These garage punk girls have broken the internet.
After their LA Public Library performance of a track entitled Racist, Sexist Boy went viral, Asian-American garage punk four-piece The Linda Lindas have signed a record deal with the indie label Epitaph. And we cannot wait to hear more from them.
The Linda Lindas
The song was inspired by an incident before the first lockdown in which 10-year-old drummer Mila was approached by a boy in her class whose father had told him to stay away from Chinese people. After she had informed him that she was Chinese, he literally backed away from her.
The band - who are made up of Mila, her 14-year-old sister Lucia, their 13-year-old cousin Eloise, and 16-year-old Bela - performed the nearly iconic track for AAPI Heritage Month, and it has become an overnight sensation for obvious reasons. It's an epic banger with a timely theme after a rise in anti-Chinese rhetoric that came with the COVID-19 pandemic.
"I hope the song empowers people who have been oppressed", Eloise told The Guardian in an interview. "It’s good because I get to scream a lot in it – all of the anger that builds up, it’s good to let it out. It’s really fun to perform."
It's not just their viral masterpiece that has earned the attention of the music industry; the band revealed that they've actually been in talks with Epitaph for months after performing as part of "Kristin Kontrol’s pickup band of inexperienced kids for Girlschool LA" in 2018 meeting Bethany Cosentino and Bobb Bruno from Best Coast and Karen O of the Yeah Yeah Yeahs; playing Pomona Festival and the Dia De Los Muertos Festival; playing a number of Save Music in Chinatown benefit matinees alongside The Dils, The Gears, Alley Cats and Phranc; as well as sharing the stage with Alice Bag, Money Mark and Bleached.
In the Racist, Sexist Boy video, you'll notice Mila wearing a Bikini Kill T-shirt. It marks a souvenir of their support slot at a reunion concert of the riot grrrl legends at the Hollywood Palladium in 2019, which came after lead singer Kathleen Hanna praised their live cover of Rebel Girl on Twitter.
The band also went on to write an original song for the Netflix documentary The Claudia Kishi Club, as well as recording music for Amy Poehler's film Moxie.
"We started three years ago and it was just a fun thing – and then we were like, 'Woah, we just played the Hollywood Palladium!' And then we were like, 'Woah, we were just in a movie!' And now we are viral," Lucia told the Guardian. "It’s bizarre."
Founded by Bad Religion guitarist Brett Gurewitz in 1981, their new label has previously signed the likes of The Distillers, The Donnas, Bring Me The Horizon, Rancid and The Offspring, among others. So we expect this union to be a great fit for The Linda Lindas.
Of course, it helps that they've had a leg up in the industry thanks to Mila and Lucia's father being the Grammy-winning mixer, engineer and producer Carlos de la Garza, who has worked with Bad Religion and Best Coast in the past, as well as Paramore, Wolf Alice, Bleached and All American Rejects.
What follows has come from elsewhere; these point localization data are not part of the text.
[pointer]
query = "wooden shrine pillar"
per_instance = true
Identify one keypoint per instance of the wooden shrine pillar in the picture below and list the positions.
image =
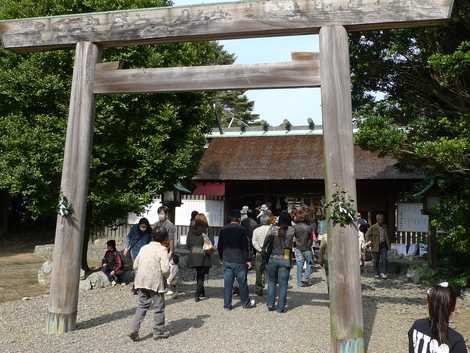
(67, 256)
(343, 252)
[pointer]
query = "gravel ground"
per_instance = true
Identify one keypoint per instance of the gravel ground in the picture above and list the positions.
(104, 318)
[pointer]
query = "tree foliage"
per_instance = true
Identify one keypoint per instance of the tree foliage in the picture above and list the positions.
(411, 91)
(142, 143)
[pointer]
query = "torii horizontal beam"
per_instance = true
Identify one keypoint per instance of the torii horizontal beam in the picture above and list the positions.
(218, 21)
(209, 78)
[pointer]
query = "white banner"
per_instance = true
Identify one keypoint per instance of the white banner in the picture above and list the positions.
(411, 219)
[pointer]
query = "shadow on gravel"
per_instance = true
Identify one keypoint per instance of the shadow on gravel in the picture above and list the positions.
(101, 320)
(182, 325)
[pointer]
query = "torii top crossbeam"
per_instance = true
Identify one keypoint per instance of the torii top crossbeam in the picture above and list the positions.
(218, 21)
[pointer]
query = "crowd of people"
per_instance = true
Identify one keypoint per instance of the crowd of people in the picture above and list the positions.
(272, 243)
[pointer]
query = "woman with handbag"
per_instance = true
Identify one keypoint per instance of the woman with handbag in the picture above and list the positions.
(200, 248)
(279, 261)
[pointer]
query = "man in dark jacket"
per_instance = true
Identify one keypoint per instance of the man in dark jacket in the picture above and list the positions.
(303, 249)
(233, 251)
(378, 238)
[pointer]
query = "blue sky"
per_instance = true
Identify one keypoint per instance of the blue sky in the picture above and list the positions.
(296, 105)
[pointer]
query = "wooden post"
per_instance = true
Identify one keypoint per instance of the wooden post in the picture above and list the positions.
(343, 253)
(67, 256)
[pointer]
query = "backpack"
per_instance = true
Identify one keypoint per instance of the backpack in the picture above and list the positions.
(267, 248)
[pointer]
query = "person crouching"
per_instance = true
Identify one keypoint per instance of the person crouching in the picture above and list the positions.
(152, 266)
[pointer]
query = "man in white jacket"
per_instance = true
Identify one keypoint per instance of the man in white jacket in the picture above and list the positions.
(259, 235)
(152, 267)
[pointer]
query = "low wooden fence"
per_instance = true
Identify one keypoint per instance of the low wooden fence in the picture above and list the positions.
(409, 238)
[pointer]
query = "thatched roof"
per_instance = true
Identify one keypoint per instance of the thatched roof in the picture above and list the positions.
(284, 158)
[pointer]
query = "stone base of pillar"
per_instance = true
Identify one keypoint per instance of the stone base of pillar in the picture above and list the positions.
(60, 323)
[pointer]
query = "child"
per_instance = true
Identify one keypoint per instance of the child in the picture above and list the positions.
(152, 266)
(434, 335)
(172, 281)
(111, 264)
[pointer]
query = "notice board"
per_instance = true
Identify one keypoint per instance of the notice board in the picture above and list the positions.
(411, 219)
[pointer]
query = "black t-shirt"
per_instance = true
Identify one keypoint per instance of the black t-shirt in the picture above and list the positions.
(233, 244)
(420, 340)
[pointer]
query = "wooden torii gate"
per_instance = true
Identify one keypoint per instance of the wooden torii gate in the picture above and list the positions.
(89, 33)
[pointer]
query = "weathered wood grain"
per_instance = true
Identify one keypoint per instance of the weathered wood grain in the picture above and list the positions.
(209, 78)
(108, 66)
(343, 254)
(67, 256)
(219, 21)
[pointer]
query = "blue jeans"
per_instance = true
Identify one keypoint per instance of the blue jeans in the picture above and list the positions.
(278, 269)
(381, 259)
(300, 258)
(234, 271)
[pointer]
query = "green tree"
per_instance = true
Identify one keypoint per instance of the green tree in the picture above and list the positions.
(411, 91)
(142, 143)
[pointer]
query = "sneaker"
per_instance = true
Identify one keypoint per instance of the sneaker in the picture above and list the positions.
(161, 335)
(134, 336)
(250, 305)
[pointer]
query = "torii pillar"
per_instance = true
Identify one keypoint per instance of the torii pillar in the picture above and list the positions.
(68, 245)
(346, 320)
Plus, Eloise is the daughter of Martin Wong, a co-editor of Giant Robot Magazine which featured punk-inspired Asian American alternative culture before becoming a store selling apparel, toys and homeware.
You needn't think it's just nepotism that has seen the band win over Epitaph though; Racist, Sexist Boy has already been given the seal of approval by Kathleen Hanna, Rage Against the Machine's Tom Morello and the Pulitzer Prize-winning author Viet Thanh Nguyen.
The band named themselves after a 2005 Japanese film called Linda Linda Linda which is all about a group of teenagers who form a Blue Hearts cover band. Last year they unveiled their self-titled four-track debut EP independently.
They couldn't have come at a more appropriate time either as across the pond in the UK, the nation is revelling in a seminal Channel 4 series called We Are Lady Parts which is about an all-girl all-Muslim punk band.
We can never have enough diversity and representation in music, and The Linda Lindas have certainly proved there's a always a gap in the market for a bunch of teenage (and pre-teen) girls with a lot to say about the state of the world.